Multi-lingual support through Editions

I'm a huge rust fan that has had some ideas spinning in my head and wanted to share to see if they're feasible and interesting to folks here.

I'll start by mentioning where this idea came into my head. I was listening to Command Line Heroes Season 7 Episode 3, when the guest Gretchen McCulloch points out how many programming languages are written in english or use english friendly syntax. It was something I hadn't ever considered and encourage folks to give it a listen.

A few weeks go by, and as part of a personal project, I stumble upon ABNF and BNF, tools to describe a syntax for a given language. I started looking into compilers and started to realize, you could generate a parser for any (valid) set of ABNF rules. I started to wonder if Rust, with its edition system which supports "interop" with previous editions, could be used to support multiple syntax's of the language that are more natural to other (non-programming) languages (ex: Spanish, French, Mandarin, etc.).

With the background, I'll try and write out the general proposal.

  1. Rust will expand it's edition support beyond just 2015, 2018, and 2021 to include 2021-sp, 2021-fr, 2021-etc as well.
  2. Each edition (moving forward) would map to a set of ABNF (or similar) parser rules that can be used to generate the parser for the given edition.
  3. The rust compiler uses the corresponding parser for the given edition of the crate based on the edition to generate the AST.
  4. The rust compiler continues to do what it currently does with the AST after Lexing/Parsing

Pros:

  • (Potentially) easier edition support in the future. Simply add new Rule/remove rules to a given parser
  • (Potentially) easier feature support, as again, it would be defined based on a generic Rule
  • More inclusive language. Helps grow the community and language even further than where it is today.

Cons:

  • (Potentially) Maintenance. How easy will it be to manage and maintain all of these generic rules, especially when a lot of the rules will represent the same thing with different syntax (ex: "for" and "por" both defined for looping rules)
  • Backwards compatibility.
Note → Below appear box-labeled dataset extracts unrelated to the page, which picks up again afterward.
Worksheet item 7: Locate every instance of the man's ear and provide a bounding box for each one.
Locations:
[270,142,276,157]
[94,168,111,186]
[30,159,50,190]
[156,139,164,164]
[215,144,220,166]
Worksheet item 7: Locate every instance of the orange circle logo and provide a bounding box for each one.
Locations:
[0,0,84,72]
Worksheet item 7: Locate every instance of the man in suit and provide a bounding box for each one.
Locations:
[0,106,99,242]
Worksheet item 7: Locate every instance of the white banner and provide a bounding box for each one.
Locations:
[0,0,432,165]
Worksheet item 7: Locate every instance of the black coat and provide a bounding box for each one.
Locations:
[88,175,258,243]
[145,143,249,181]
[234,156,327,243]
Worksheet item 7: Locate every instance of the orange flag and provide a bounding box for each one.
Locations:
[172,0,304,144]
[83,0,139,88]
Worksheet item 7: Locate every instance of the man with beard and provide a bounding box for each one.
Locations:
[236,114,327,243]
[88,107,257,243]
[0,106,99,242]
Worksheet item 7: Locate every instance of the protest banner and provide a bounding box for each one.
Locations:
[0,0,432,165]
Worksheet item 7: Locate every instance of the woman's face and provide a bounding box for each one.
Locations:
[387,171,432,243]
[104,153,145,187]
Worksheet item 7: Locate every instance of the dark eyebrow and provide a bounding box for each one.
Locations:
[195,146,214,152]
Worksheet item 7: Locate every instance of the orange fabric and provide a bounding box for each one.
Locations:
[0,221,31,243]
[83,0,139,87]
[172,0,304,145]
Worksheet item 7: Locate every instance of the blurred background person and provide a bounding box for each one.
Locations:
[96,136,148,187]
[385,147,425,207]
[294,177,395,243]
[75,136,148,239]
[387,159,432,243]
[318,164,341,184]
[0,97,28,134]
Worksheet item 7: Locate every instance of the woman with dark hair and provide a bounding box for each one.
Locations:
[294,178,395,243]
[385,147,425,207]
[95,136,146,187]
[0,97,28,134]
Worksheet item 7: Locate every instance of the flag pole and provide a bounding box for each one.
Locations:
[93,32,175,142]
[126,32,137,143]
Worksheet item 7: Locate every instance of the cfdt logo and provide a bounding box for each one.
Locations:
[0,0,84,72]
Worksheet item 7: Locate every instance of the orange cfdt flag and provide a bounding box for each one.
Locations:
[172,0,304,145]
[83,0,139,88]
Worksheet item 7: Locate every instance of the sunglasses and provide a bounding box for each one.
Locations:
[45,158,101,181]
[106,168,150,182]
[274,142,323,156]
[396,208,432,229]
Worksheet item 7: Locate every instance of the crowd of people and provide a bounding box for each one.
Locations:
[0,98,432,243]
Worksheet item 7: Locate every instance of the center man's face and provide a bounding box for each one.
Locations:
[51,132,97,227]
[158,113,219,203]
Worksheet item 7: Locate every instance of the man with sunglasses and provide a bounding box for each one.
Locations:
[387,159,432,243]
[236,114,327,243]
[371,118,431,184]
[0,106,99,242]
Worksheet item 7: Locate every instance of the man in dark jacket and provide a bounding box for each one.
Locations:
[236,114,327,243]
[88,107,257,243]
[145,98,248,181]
This feels like a re-write of the parser today, at least for future editions
  • Implementing rule specific parsing features. One of the things the Rust compiler does EXTREMELY well is tell the programming where things went wrong when compiling AND how they might fix it. I'm not sure how this is implemented and how easily/feasible it would be to implement that for these generic rules based parsers

Overall, I may be solving a problem that doesn't need to be solved and adding more trouble than it's worth, but I can't shake this idea until someone tells me it's not going to happen :slight_smile:. I've found the Rust community to be very welcoming and felt this may be a way to expand the language and welcome more people to enjoy the language and programming.

1 Like

Translating a programming language itself will make all example code, tutorials, ... of one language pretty much useless for another language. It will also make code written in say the Japanese version completely unreadable for someone that doesn't understand Japanese like me. Currently it is still possible to somewhat make sense of code even if comments and identifiers are in a language you don't speak. Also translating the syntax would only be a tiny part of translating a language. You would also have to translate the standard library, which has a much larger surface area. How would you deal with partial translations as new functions are added? And how should we determine which languages to translate to. Translating to all existing languages is unfeasible and only covering a subset will make people whose language rust isn't translated to feel more excluded than they feel now I think.

For context: English is not my native language. I am using English as language for many programs though as translations of technical terms are often somewhat poor, and it allows me to use tutorials without having to guess how certain terms were translated to my native language.

5 Likes

Another thing: When I started programming I didn't have much of a clue what certain keywords actually meant in English. At that point it was just some magic word that made the computer do what I wanted. Tutorials (and somewhat less strongly type and function names) are much more important to translate when you want to teach someone who doesn't understand English a programming language. I bet you can still understand the following with a bit of effort:

功能 斐波那契(n: 整数) -> 整数 {
     如果 n > 1 { 斐波那契(n-1) * 斐波那契(n-2) } 别的 { 1 }
} 

(Created with help of google translate. I am using Chinese as I presume you don't speak it and the non-latin "alphabet" would make it even harder to read for people used to the latin alphabet, not to offend anyone)

Less so if this function were to use translated standard library functions.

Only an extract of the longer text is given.